A numeric value specifying the number of permutations for the baseline map (default is 10).

multiscale_aggregation

If the density maps are multiscale (i.e., `eye_density_multiscale` objects), this specifies how to aggregate similarities from different scales. Options: "mean" (default, returns the average similarity across scales), "none" (returns a list or vector of similarities, one per scale, within the result columns). See `similarity.eye_density_multiscale`.

similarity_transform

Optional preprocessing hook applied before similarity is computed. Should be a function that accepts (ref_tab, source_tab, match_on, refvar, sourcevar) and returns a list with updated tables/column names. See `latent_pca_transform`, `coral_transform`, and `cca_transform`.

similarity_transform_args

Named list of extra arguments passed to `similarity_transform`.

split_on

Character vector of source-table columns used to assign folds. All rows sharing the same `split_on` values are held out together. Defaults to `match_on`.

n_folds

Number of folds. Defaults to `min(5, n_unique_groups)`.

seed

Random seed used for fold assignment.

fit_source_filter

Optional logical vector or function selecting which source rows are eligible for transform fitting. Functions receive `source_tab` and must return a logical vector with one value per row.

eval_source_filter

Optional logical vector or function selecting which source rows are scored. Functions receive `source_tab` and must return a logical vector with one value per row.

...

Extra arguments to pass to the `similarity` function.

Value

A tibble containing only held-out evaluation rows from `source_tab`, augmented with similarity columns and a `.cv_fold` column.

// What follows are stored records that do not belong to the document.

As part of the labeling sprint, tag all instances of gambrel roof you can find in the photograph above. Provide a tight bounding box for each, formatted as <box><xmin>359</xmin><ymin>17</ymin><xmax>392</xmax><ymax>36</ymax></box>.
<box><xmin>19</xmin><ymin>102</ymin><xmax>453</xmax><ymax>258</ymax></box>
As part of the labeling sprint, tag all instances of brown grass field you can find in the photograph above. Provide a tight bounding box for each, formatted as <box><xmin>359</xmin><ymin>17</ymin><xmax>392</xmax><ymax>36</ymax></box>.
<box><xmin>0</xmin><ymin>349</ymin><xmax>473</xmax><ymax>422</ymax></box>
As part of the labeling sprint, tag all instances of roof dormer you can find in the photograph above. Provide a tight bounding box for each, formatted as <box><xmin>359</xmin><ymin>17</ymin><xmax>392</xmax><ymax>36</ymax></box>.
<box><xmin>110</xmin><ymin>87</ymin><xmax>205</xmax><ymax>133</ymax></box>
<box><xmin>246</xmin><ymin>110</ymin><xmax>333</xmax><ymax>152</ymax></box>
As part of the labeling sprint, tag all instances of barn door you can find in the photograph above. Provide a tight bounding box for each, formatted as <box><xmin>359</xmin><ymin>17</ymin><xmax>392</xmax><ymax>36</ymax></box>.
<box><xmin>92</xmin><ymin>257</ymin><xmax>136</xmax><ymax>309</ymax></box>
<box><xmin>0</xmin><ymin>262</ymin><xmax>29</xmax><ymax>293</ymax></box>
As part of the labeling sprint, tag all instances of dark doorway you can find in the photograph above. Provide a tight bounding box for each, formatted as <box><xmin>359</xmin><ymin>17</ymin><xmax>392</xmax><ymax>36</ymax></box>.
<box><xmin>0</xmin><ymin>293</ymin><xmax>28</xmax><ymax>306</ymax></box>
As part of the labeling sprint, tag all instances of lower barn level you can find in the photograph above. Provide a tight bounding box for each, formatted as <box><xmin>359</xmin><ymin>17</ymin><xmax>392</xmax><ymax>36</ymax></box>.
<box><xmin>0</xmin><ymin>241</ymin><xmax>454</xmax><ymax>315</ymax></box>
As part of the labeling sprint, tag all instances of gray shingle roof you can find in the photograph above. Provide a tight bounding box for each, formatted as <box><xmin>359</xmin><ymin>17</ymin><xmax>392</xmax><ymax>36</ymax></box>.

Fold metadata is stored in `attr(x, "similarity_cv")`.

Details

This function is the leakage-safe counterpart to `template_similarity()` when using learned transforms such as `latent_pca_transform`, `coral_transform`, or `cca_transform`. For each fold, it:

  1. assigns held-out source rows using `split_on`,

  2. excludes held-out `match_on` keys from transform fitting,

  3. fits the transform on the remaining training rows only,

  4. applies the fitted transform to held-out source rows and their matched reference rows, and

  5. computes similarity only on the held-out rows.